Time to upload the folder containing the weights, the config file and the new function to HF.

In [24]:
create_repo(repo_id=repo_id, repo_type="model", exist_ok=True)

In [25]:
# Step 4: Upload the folder to the Hub
upload_folder(
    folder_path=output_dir,
    path_in_repo="",  # Upload everything to root
    repo_id=repo_id,
    repo_type="model"
)

print(f"Model uploaded successfully to https://huggingface.co/{repo_id}")

## Download model from Hugging Face.

In [26]:
import gc
del pruned_model
del tokenizer
del model

# 2. Libera la caché de la GPU
torch.cuda.empty_cache()
torch.cuda.ipc_collect()  # Opcional, ayuda en Colab

# 3. Forza recolección de basura en Python
gc.collect()

In [27]:
!huggingface-cli cache purge --yes

huggingface/tokenizers: The current process just got forked, after parallelism has already been used. Disabling parallelism to avoid deadlocks...
	- Avoid using `tokenizers` before the fork if possible
	- Explicitly set the environment variable TOKENIZERS_PARALLELISM=(true | false)


usage: huggingface-cli <command> [<args>]
huggingface-cli: error: argument {download,upload,repo-files,env,login,whoami,logout,auth,repo,lfs-enable-largefiles,lfs-multipart-upload,scan-cache,delete-cache,tag,version,upload-large-folder}: invalid choice: 'cache' (choose from 'download', 'upload', 'repo-files', 'env', 'login', 'whoami', 'logout', 'auth', 'repo', 'lfs-enable-largefiles', 'lfs-multipart-upload', 'scan-cache', 'delete-cache', 'tag', 'version', 'upload-large-folder')


The model is downloaded normally from Hugging Face, but you must remember to set `trust_remote_code=True` since the model includes the custom code you previously created and uploaded.


In [28]:
model_hf = AutoModelForCausalLM.from_pretrained(
    repo_id,
    trust_remote_code=True
)


In [29]:
tokenizer = AutoTokenizer.from_pretrained(repo_id)

In [30]:
model_hf = model_hf.to(device) #Move the model to GPU again.
generated = get_output(prompt, model_hf, num_runs=2)
print(f"Generated text: {generated}")

# Conclusion.
Based on the findings in the paper and the results obtained, I believe this type of pruning may work better with larger models where attention layers tend to have redundancy.

Since this type of pruning does not alter the model's structure, it does not result in a reduction in its size or the memory required to load it. The main advantage of using this pruning approach is the reduction of computational load during inference, leading to a more efficient model with faster responses and lower resource consumption.

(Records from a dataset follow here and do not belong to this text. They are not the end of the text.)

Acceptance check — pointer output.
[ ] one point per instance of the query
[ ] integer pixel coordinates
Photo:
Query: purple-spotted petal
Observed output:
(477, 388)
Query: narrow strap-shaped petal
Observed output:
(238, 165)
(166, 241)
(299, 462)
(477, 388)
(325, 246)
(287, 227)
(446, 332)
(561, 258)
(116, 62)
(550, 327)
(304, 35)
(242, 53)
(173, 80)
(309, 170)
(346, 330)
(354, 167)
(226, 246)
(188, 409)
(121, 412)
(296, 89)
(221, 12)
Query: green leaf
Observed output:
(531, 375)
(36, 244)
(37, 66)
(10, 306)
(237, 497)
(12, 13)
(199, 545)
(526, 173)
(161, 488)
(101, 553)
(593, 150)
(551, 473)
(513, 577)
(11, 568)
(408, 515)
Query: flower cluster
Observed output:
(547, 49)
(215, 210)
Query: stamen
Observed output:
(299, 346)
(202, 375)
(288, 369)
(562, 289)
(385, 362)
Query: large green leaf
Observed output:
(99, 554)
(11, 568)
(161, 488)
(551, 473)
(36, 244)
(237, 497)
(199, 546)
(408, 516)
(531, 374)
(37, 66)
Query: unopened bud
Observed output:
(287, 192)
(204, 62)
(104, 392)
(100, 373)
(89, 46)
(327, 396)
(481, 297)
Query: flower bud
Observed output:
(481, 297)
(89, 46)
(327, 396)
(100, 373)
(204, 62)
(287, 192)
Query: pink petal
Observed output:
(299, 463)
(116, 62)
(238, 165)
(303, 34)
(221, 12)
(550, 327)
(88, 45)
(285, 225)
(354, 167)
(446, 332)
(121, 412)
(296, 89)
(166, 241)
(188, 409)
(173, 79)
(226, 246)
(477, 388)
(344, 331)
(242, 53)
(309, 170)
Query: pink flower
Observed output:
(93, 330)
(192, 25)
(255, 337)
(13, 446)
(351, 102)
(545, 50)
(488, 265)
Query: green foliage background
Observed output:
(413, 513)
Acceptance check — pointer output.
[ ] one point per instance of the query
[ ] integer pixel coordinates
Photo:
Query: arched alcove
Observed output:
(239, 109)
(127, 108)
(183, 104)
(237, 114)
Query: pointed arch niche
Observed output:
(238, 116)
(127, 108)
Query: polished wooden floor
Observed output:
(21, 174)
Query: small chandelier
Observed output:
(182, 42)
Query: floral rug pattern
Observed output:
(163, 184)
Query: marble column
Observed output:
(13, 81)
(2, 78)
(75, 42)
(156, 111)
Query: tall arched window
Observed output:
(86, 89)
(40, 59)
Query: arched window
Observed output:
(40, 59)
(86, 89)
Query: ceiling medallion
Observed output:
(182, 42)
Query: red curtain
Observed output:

Unlike the original paper, which describes "removing" selected attention layers but provides limited implementation details, this implementation takes a transparent functional approach by explicitly overriding the `forward` method only in the specified layers. As a result, the model retains its full architecture and parameter set, but selectively skips computations at runtime. This makes the method reversible, modular, and fully compatible with the Hugging Face ecosystem using `trust_remote_code=True`. While both approaches achieve similar computational savings, this one emphasizes clarity, portability, and practical integration.